SMBs Minimize Financial Impact by Disclosing Data Breaches
If you try to hide it and the media catches wind, it'll cost you more than if you had been up front about it.
SMBs that are disclosing data breaches to their stakeholders and the public are less likely to lose as much as those staying quiet.
That’s according to a new Kaspersky report. It’s based on a global survey of more than 5,200 IT and cybersecurity practitioners.
Disclosing data breaches, on average, cost SMBs 40% less than those that saw the incident leaked to the media. Kaspersky found the same tendency in larger enterprises.
Failure to suitably inform the public about a data breach in a timely manner can worsen the financial and reputational consequences. For example, Yahoo was fined and criticized for not notifying its investors about the data breach it experienced. And Uber was fined for covering up an incident.
The High Cost of Silence
Costs for SMBs that disclose a breach are approximately $93,000. Those with an incident leaked to the media, however, suffered $155,000 in damage.
Likewise, the cost for enterprises that disclose a breach are roughly $1.13 million. That compares to nearly $1.6 million if the media catches wind.
Yana Shevchenko is senior product marketing manager at Kaspersky.
Kaspersky’s Yana Shevchenko
“It was quite surprising to see such a clear dependence between the way a data breach was disclosed and financial damage,” she said. “Of course, there is the more common truth that honesty is the best policy. And it was great to prove this with the survey findings. Moreover, it’s nice to see that almost half of [North America] businesses decided to disclose the incident proactively. And the most common reason to do so was internal policies and ethics.”
One in four (25%) companies tried to hide the incident, but saw it leaked to the media, according to the report.
Timely Detection Important
The survey further proved risks are especially high for those companies that couldn’t immediately detect an attack. Some 29% of SMBs that took more than a week to identify a breach found the news in the press. That’s double those that detected it almost immediately. The figures are similar for enterprises.
In the United States and Canada, 39% of those who proactively disclosed a breach reported it almost immediately. Forty-eight percent said it took up to a week. And one-half (50%) said it took more than a week.
“When a company discloses an incident, it should provide information on what exactly happened, how it affects its customers and partners, as well as what they should do and how the problem is being solved,” Shevchenko said. “Generic statement and the lack of details creates a breeding ground for speculation and may result in even bigger reputational loses.”
Improvements for SMBs
The report does show improvements for SMBs when it comes to detecting attacks. The amount of time taken to detect and respond to data breaches has shortened significantly over the past few years.

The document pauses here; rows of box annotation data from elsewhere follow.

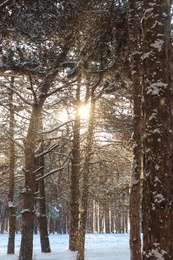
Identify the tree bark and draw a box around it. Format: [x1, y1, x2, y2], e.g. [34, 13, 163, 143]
[77, 97, 96, 260]
[142, 0, 173, 260]
[35, 139, 51, 253]
[128, 0, 142, 260]
[69, 84, 80, 251]
[19, 105, 40, 260]
[7, 77, 16, 254]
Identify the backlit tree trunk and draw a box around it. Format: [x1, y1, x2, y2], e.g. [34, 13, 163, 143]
[77, 97, 95, 260]
[19, 105, 41, 260]
[35, 112, 51, 253]
[7, 77, 16, 254]
[69, 84, 80, 251]
[128, 0, 142, 260]
[142, 0, 173, 260]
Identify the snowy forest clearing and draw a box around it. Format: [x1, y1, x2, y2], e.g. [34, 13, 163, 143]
[0, 234, 130, 260]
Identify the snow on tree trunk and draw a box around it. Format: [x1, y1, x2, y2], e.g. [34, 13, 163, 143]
[142, 0, 173, 260]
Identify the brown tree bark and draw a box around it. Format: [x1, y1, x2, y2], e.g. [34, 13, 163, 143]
[128, 0, 142, 260]
[77, 96, 96, 260]
[142, 0, 173, 260]
[69, 84, 80, 251]
[19, 105, 41, 260]
[35, 139, 51, 253]
[7, 77, 16, 254]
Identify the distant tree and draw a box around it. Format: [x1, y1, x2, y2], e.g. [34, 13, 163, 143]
[142, 0, 173, 260]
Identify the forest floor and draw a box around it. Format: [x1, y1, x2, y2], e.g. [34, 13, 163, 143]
[0, 234, 130, 260]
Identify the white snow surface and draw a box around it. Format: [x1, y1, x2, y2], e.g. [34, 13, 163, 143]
[0, 234, 130, 260]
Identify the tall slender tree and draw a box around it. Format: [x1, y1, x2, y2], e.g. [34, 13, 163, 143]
[128, 0, 142, 260]
[142, 0, 173, 260]
[7, 77, 16, 254]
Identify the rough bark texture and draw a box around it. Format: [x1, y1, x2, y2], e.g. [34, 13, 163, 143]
[77, 97, 95, 260]
[142, 0, 173, 260]
[69, 85, 80, 251]
[19, 105, 40, 260]
[35, 139, 51, 253]
[128, 0, 142, 260]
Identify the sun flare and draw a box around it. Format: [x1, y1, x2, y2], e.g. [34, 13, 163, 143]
[79, 106, 90, 119]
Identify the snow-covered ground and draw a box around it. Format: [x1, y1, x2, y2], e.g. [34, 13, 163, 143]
[0, 234, 130, 260]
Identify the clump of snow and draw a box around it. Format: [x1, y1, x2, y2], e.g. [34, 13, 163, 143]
[147, 82, 168, 96]
[150, 39, 164, 52]
[0, 234, 130, 260]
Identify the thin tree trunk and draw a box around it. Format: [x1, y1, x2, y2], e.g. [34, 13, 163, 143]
[35, 139, 51, 253]
[142, 0, 173, 260]
[7, 77, 16, 254]
[128, 0, 142, 260]
[69, 84, 80, 251]
[19, 106, 38, 260]
[77, 97, 95, 260]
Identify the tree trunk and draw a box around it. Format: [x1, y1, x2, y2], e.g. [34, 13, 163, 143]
[19, 107, 37, 260]
[7, 77, 16, 254]
[77, 97, 95, 260]
[19, 105, 42, 260]
[143, 0, 173, 260]
[69, 84, 80, 251]
[128, 0, 142, 260]
[35, 140, 51, 253]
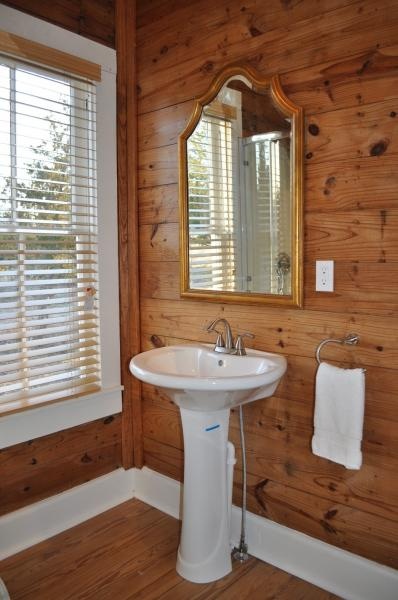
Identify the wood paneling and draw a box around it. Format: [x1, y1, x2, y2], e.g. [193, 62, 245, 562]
[116, 0, 143, 469]
[137, 0, 398, 566]
[2, 0, 115, 48]
[0, 415, 122, 514]
[0, 500, 338, 600]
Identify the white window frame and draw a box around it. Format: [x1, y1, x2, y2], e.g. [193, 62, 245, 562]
[0, 4, 122, 448]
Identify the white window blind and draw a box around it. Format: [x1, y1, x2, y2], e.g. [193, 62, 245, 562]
[188, 114, 237, 291]
[0, 56, 100, 408]
[244, 133, 291, 294]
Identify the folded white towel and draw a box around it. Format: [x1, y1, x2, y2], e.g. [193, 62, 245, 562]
[312, 363, 365, 469]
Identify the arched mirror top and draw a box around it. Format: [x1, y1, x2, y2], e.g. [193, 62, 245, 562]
[179, 65, 303, 307]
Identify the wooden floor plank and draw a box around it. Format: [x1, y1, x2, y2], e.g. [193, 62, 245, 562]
[0, 500, 337, 600]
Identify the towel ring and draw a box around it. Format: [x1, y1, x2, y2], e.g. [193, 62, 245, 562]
[315, 333, 366, 372]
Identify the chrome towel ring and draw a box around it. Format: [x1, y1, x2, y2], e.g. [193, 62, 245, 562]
[315, 333, 365, 370]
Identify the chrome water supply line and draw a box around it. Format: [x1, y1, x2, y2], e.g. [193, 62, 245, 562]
[232, 404, 249, 562]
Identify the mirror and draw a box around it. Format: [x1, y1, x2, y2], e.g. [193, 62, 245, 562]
[179, 66, 303, 307]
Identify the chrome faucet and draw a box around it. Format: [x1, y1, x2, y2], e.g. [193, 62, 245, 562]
[207, 319, 235, 354]
[207, 318, 254, 356]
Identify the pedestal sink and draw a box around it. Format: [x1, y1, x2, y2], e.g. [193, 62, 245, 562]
[130, 344, 286, 583]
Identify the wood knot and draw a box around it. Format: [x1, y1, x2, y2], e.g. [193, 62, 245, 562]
[249, 25, 263, 37]
[320, 519, 337, 534]
[151, 335, 164, 348]
[80, 452, 93, 463]
[200, 60, 214, 73]
[308, 123, 319, 135]
[369, 139, 390, 156]
[323, 508, 339, 519]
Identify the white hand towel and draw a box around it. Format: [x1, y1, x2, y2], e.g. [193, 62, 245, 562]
[312, 363, 365, 469]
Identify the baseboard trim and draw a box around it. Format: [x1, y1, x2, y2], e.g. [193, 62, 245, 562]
[0, 467, 398, 600]
[136, 467, 398, 600]
[0, 469, 136, 560]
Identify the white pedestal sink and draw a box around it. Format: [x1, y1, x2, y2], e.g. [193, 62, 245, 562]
[130, 344, 286, 583]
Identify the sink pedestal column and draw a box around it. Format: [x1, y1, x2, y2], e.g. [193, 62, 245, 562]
[177, 408, 232, 583]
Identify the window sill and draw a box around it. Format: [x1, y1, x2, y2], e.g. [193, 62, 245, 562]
[0, 386, 123, 449]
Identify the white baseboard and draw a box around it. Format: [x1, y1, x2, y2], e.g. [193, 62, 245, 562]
[136, 467, 398, 600]
[0, 469, 136, 560]
[0, 467, 398, 600]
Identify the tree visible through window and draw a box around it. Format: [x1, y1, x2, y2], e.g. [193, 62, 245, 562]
[0, 57, 99, 406]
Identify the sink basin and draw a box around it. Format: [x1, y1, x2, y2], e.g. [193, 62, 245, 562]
[130, 344, 286, 583]
[130, 344, 286, 411]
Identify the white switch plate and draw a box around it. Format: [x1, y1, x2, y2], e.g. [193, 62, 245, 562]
[315, 260, 334, 292]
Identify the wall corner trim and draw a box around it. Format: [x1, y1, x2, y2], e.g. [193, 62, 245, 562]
[0, 467, 398, 600]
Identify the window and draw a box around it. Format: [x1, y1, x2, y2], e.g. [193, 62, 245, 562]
[188, 115, 237, 291]
[0, 56, 100, 408]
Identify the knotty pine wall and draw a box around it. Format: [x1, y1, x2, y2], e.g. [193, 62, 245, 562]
[137, 0, 398, 567]
[0, 0, 116, 48]
[0, 0, 122, 515]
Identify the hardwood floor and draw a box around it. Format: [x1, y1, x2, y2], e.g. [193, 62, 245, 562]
[0, 500, 337, 600]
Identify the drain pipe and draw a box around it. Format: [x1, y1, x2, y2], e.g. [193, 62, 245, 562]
[232, 405, 249, 562]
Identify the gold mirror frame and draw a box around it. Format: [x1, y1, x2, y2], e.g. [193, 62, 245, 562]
[178, 65, 304, 308]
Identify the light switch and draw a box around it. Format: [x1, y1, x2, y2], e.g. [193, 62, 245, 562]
[315, 260, 334, 292]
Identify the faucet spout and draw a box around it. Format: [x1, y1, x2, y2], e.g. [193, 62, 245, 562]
[207, 318, 235, 354]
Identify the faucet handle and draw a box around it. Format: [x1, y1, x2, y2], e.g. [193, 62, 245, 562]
[235, 331, 256, 356]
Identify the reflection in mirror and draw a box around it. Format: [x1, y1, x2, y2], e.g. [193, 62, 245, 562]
[181, 67, 301, 305]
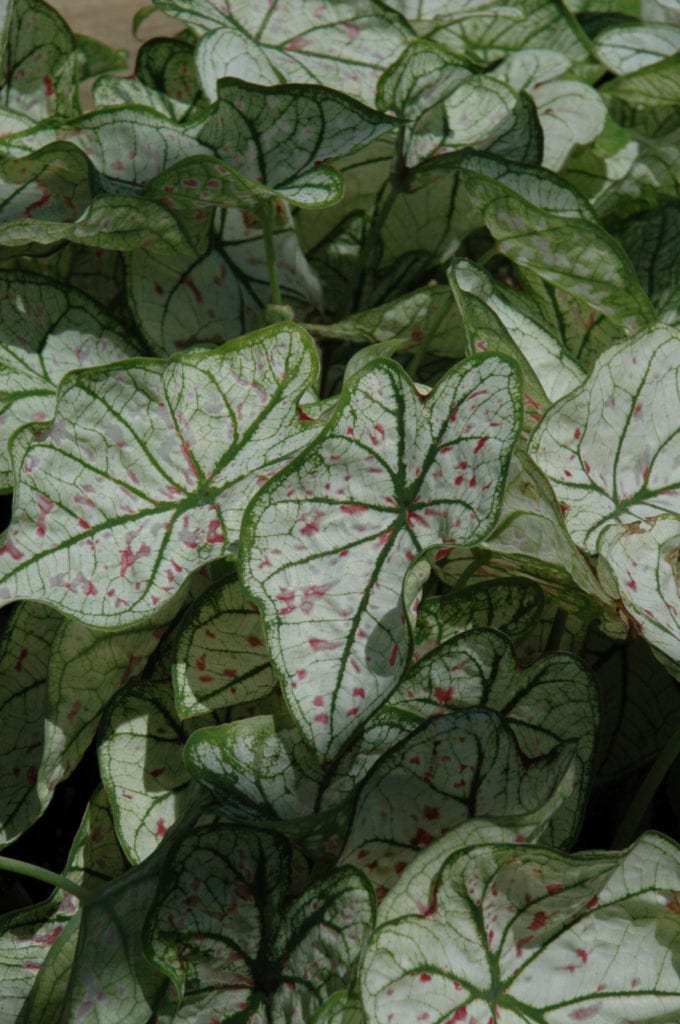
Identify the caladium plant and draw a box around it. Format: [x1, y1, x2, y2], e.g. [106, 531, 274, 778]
[0, 0, 680, 1024]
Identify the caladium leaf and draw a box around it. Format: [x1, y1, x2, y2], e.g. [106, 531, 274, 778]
[376, 40, 517, 167]
[437, 450, 610, 618]
[385, 629, 599, 846]
[360, 834, 680, 1024]
[414, 580, 543, 660]
[598, 514, 680, 679]
[595, 25, 680, 75]
[162, 0, 413, 103]
[460, 154, 653, 330]
[0, 324, 316, 628]
[619, 203, 680, 327]
[241, 357, 519, 756]
[146, 826, 373, 1024]
[340, 710, 571, 895]
[529, 325, 680, 554]
[0, 271, 137, 488]
[585, 634, 680, 785]
[0, 0, 78, 121]
[172, 579, 275, 718]
[98, 680, 190, 864]
[0, 601, 61, 846]
[450, 260, 585, 402]
[127, 203, 322, 355]
[401, 0, 591, 69]
[0, 788, 125, 1024]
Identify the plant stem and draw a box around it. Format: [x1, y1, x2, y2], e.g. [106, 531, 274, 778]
[0, 857, 87, 902]
[258, 201, 284, 306]
[611, 729, 680, 850]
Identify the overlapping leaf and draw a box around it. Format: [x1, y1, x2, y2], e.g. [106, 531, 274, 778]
[157, 0, 413, 103]
[460, 148, 652, 329]
[360, 834, 680, 1024]
[529, 326, 680, 554]
[146, 826, 373, 1024]
[340, 710, 571, 895]
[242, 357, 518, 754]
[127, 203, 322, 355]
[0, 325, 316, 628]
[172, 580, 274, 718]
[0, 272, 136, 488]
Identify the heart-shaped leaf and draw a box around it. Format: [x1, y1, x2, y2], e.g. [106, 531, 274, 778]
[242, 357, 519, 756]
[360, 834, 680, 1024]
[529, 326, 680, 554]
[146, 826, 373, 1024]
[0, 324, 316, 628]
[0, 271, 136, 488]
[598, 514, 680, 679]
[0, 601, 61, 846]
[385, 630, 599, 846]
[172, 579, 274, 718]
[460, 154, 653, 330]
[340, 710, 571, 895]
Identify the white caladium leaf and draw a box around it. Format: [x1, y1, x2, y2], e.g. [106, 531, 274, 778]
[0, 271, 137, 488]
[242, 357, 519, 756]
[385, 629, 599, 846]
[97, 680, 190, 864]
[0, 0, 78, 121]
[376, 40, 517, 167]
[37, 600, 178, 804]
[414, 580, 543, 660]
[60, 848, 167, 1024]
[162, 0, 413, 103]
[360, 834, 680, 1024]
[340, 710, 572, 896]
[0, 324, 316, 628]
[403, 0, 591, 74]
[172, 579, 275, 719]
[0, 788, 126, 1024]
[127, 208, 322, 355]
[451, 260, 585, 402]
[437, 450, 611, 617]
[598, 514, 680, 679]
[460, 154, 653, 330]
[146, 826, 373, 1024]
[0, 601, 62, 846]
[529, 326, 680, 554]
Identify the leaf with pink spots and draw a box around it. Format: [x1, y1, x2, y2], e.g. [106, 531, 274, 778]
[0, 271, 138, 488]
[0, 787, 127, 1024]
[157, 0, 414, 104]
[529, 325, 680, 554]
[0, 324, 317, 628]
[359, 833, 680, 1024]
[242, 357, 519, 756]
[145, 826, 374, 1024]
[97, 679, 196, 864]
[340, 709, 573, 894]
[172, 579, 275, 719]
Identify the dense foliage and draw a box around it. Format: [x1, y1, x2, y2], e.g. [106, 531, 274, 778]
[0, 0, 680, 1024]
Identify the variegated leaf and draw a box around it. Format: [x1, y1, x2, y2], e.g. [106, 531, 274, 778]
[0, 325, 316, 628]
[242, 357, 518, 756]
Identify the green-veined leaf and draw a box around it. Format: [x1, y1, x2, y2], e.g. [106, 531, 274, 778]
[0, 324, 316, 628]
[360, 834, 680, 1024]
[242, 357, 519, 754]
[529, 326, 680, 554]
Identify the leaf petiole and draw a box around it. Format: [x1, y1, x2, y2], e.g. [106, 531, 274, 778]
[0, 857, 87, 903]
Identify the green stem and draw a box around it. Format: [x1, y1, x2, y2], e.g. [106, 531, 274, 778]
[611, 729, 680, 850]
[407, 295, 454, 380]
[258, 200, 284, 306]
[0, 857, 87, 902]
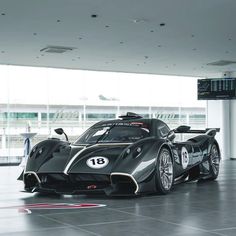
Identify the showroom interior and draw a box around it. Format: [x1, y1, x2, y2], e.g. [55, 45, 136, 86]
[0, 0, 236, 236]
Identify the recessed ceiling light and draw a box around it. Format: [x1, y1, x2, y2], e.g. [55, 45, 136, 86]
[132, 19, 147, 24]
[207, 60, 236, 66]
[40, 46, 75, 53]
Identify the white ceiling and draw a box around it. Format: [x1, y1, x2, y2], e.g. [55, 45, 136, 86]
[0, 0, 236, 77]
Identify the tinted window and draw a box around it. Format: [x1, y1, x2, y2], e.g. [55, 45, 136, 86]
[75, 125, 150, 145]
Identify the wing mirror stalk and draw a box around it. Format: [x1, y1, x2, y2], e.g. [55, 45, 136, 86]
[167, 130, 176, 142]
[54, 128, 69, 141]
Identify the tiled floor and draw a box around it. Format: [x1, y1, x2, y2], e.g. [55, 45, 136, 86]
[0, 160, 236, 236]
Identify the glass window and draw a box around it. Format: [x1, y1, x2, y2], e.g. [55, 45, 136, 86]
[75, 125, 150, 145]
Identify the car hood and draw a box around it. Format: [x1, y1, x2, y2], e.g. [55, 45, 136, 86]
[34, 143, 130, 174]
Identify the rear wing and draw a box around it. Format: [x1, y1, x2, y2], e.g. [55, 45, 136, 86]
[174, 125, 220, 136]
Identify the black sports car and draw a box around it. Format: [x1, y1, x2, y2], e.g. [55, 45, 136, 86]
[23, 113, 221, 196]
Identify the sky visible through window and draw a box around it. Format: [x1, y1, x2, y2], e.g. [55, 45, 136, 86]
[0, 66, 205, 107]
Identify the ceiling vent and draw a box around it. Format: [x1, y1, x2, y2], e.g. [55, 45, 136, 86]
[40, 46, 75, 53]
[207, 60, 236, 66]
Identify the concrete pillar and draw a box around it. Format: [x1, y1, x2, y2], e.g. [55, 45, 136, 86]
[229, 100, 236, 160]
[207, 72, 236, 160]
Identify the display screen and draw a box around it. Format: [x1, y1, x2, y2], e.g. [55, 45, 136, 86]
[198, 78, 236, 100]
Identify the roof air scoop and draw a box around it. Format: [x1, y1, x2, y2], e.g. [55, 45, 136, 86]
[119, 112, 143, 120]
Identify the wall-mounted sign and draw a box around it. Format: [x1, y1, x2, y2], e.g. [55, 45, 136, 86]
[198, 78, 236, 100]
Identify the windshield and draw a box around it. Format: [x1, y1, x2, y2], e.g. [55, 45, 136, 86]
[74, 124, 150, 145]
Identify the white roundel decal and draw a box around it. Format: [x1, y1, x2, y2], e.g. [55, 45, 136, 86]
[86, 157, 109, 169]
[181, 147, 189, 169]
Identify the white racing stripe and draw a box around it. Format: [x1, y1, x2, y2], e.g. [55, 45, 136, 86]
[63, 143, 132, 175]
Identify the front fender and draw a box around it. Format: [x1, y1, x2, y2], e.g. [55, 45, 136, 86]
[112, 138, 170, 192]
[25, 139, 70, 172]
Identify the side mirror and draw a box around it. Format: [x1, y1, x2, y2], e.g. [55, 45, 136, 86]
[54, 128, 68, 141]
[167, 130, 176, 142]
[175, 125, 191, 133]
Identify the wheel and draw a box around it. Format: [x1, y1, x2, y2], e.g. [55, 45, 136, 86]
[209, 144, 220, 180]
[156, 148, 174, 194]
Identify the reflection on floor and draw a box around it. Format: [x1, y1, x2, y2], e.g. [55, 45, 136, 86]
[0, 161, 236, 236]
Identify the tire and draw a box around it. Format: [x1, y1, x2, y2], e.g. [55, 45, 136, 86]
[209, 143, 220, 180]
[156, 148, 174, 194]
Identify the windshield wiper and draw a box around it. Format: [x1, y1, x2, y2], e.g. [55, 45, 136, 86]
[96, 124, 116, 143]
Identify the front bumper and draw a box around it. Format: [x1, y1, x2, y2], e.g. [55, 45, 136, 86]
[24, 172, 138, 196]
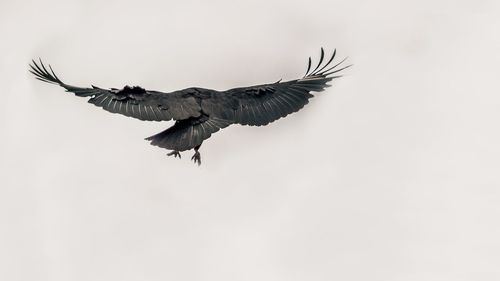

“It can be more cost-effective for SMBs to outsource IT security, as this way they save on expensive cybersecurity experts and investments in an infrastructure’s defenses against advanced threats,” Shevchenko said. “As we see from the survey, for SMBs, the highest expenses of financial impact belonged to additional internal staff wages. If a company works with a reliable cybersecurity provider, it does not need to attract its employees for after-hour work.”
Also, a managed detection and response (MDR) service instantly increases the protection levels against complex threats through fast turnkey deployment, she said. Outsourced professionals can also help to resolve the incident more effectively if it has already occurred.